In a separate interview with the Journal Sentinel, Johnson said an assurance from fellow Wisconsini­te and House Speaker Paul Ryan “would be a pretty good guarantee.”

Graham said the health care bill now before the Senate, dubbed the “skinny repeal,” was a policy “disaster,” and a “fraud” as a replacemen­t for Obamacare.

Johnson said the bill “has been sold to us as the vehicle to get to conference” to negotiate a far more comprehens­ive package with the House — not a good policy in itself. A House-Senate conference results when the two chambers pass different versions of a bill and need to reconcile them.

Johnson and his three colleagues said their fear is that if the Senate passes the bill to get to conference, the House could simply pass the Senate bill and send it to the White House for President Trump’s signature.
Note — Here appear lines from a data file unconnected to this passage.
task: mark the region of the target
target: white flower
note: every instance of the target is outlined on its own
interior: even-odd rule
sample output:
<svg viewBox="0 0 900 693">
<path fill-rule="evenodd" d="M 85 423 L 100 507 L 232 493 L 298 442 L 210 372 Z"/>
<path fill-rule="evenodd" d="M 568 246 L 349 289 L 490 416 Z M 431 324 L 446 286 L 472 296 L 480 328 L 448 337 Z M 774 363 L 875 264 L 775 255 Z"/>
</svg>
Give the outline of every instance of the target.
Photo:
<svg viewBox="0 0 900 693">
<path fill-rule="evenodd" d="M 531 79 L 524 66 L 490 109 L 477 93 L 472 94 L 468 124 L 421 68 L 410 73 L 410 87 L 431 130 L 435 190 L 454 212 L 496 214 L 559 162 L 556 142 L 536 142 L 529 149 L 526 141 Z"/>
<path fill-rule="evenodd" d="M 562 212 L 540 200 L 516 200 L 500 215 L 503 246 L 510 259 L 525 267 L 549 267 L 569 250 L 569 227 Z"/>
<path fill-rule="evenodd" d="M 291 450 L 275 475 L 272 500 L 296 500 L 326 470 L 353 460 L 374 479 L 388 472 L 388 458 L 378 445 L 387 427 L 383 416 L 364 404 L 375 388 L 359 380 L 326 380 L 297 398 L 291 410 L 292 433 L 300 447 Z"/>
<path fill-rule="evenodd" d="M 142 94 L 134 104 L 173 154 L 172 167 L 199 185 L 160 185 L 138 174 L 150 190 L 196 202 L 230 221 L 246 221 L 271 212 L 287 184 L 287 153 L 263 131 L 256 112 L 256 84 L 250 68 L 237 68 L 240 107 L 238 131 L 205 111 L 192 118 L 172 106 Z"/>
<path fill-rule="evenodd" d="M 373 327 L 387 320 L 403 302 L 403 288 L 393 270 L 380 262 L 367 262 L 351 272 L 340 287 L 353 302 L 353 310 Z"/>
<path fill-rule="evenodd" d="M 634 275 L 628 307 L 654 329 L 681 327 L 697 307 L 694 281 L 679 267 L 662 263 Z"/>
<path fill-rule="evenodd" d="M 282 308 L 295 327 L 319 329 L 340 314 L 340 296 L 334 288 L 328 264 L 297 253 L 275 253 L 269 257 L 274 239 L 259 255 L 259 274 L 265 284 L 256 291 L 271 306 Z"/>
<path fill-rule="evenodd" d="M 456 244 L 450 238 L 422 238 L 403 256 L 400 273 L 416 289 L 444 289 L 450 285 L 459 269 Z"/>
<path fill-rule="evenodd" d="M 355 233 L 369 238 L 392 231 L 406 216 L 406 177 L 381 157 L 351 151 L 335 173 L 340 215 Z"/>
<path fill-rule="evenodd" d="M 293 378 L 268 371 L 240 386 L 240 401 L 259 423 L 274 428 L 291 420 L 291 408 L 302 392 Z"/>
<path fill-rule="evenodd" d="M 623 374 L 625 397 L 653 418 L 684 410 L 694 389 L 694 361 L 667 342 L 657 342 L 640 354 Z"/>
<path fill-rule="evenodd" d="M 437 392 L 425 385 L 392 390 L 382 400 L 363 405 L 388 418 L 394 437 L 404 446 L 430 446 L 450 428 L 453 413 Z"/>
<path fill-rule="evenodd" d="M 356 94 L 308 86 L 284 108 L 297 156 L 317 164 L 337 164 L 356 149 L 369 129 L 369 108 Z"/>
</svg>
Amid repeated failures and much confusion, Senate Republican­s are making a final push to pass a stripped-down version of repeal, because more ambitious attempts to repeal and replace Obamacare have failed to win enough votes.

The scaled-back repeal legislatio­n revolves around scrapping the mandates for individual­s to buy insurance and for large companies to offer it to employees; it also scraps a tax in medical devices.

But it fails to fulfill the biggest priorities of many Republican­s, including Johnson.

One of Johnson’s chief goals is to roll back the expansion of Medicaid under Obamacare. The “skinny repeal” leaves that expansion intact.

Johnson says one of his biggest concerns is skyrocketi­ng premiums for people buying their own insurance; the “skinny repeal” would drive up such premiums for many Americans, according to insurers, and result in millions more uninsured.

Johnson said he applauds scrapping the individual mandate.

“That’s a good thing. You take what you can get and hopefully keep the process moving forward,” he said.

But Johnson said at the news conference that the skinny repeal “doesn’t even come close to honoring our promise of repealing Obamacare.”

In the interview, Johnson also said he is insisting on a vote on an amendment of his that would effectivel­y force members of Congress to buy their insurance on the Obamacare exchanges. Johnson says that would force lawmakers to live under the law.

The Wisconsin Republican also said he wants to serve on a House-Senate conference committee if there is one to resolve difference­s between health care bills passed by the two chambers.

“Nobody has more passion than me” on the issue, he said.